La Commission des Citoyens pour les droits de l’Homme (CCDH) a alerté les autorités leur rappelant qu’un faux médecin psychiatre a exercé pendant plus d’un an dans l’hôpital de Navarre à Evreux, qu’une patiente y a dénoncé des faits de maltraitance et qu’une autre s’est récemment suicidée dans leurs locaux. Elle demande aux autorités qu’une enquête soit faite suite à ces événements tragiques.

Une patiente, en août dernier, se jette par une des fenêtres de l’hôpital de Navarre et décède d’une hémorragie interne. Le frère de la victime a témoigné : «Ma grande sœur avait deux enfants de 11 et 7 ans. Ses enfants ne la verront plus à cause d’une négligence !!!». La famille de la victime a porté plainte.

Quelques mois auparavant, un homme a été placé en détention provisoire pour avoir exercé, sans diplôme, le métier de psychiatre au sein de cet établissement. Embauché début 2016 avec de faux diplômes, cet homme a exercé pendant plus d’un an et aurait reçu environ 500 patients dans l’hôpital. Il avait déjà été condamné pour des faits similaires en 2014.

Une ancienne patiente de l’hôpital de Navarre a contacté la CCDH et a dénoncé la maltraitance qu’elle a subie. Elle y était allée de son plein gré, mais s’est retrouvée internée durant une semaine. Ses affaires confisquées, elle ne pouvait plus appeler sa fille. Elle a évoqué les nombreuses inhumanités dans l’hôpital et les humiliations du personnel médical.

La CCDH précise que le fait de menacer d’isolement un patient de cette manière est totalement illégal.
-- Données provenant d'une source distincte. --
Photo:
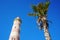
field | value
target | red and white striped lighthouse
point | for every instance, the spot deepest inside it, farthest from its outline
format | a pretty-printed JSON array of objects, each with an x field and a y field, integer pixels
[{"x": 14, "y": 35}]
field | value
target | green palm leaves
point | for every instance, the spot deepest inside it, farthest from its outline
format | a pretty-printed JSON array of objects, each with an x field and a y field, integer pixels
[{"x": 40, "y": 9}]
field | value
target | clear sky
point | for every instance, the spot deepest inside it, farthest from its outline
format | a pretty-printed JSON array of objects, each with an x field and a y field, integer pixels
[{"x": 9, "y": 9}]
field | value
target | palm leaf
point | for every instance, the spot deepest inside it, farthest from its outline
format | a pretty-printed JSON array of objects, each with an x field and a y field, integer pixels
[
  {"x": 34, "y": 8},
  {"x": 30, "y": 14}
]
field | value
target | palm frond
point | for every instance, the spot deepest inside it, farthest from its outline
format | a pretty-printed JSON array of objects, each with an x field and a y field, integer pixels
[{"x": 30, "y": 14}]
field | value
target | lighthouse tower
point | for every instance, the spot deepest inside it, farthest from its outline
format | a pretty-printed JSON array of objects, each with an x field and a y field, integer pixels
[{"x": 14, "y": 35}]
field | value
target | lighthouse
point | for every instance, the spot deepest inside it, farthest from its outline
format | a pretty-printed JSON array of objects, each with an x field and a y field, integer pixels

En effet, en application du Code de santé publique, toute personne qui a été hospitalisée librement ne peut faire l’objet de contraintes, être mis à l’isolement ou en contention.

Depuis sa création en 1974, la CCDH dénonce les effets dévastateurs des psychotropes ainsi que les traitements barbares et inhumains administrés au sein des hôpitaux psychiatriques français. L’association cofondée par l’Eglise de Scientologie et le professeur de psychiatrie Dr. Thomas Szasz, lutte pour le respect des droits humains en psychiatrie. Elle reçoit chaque semaine de nombreux témoignages de victimes de ces traitements.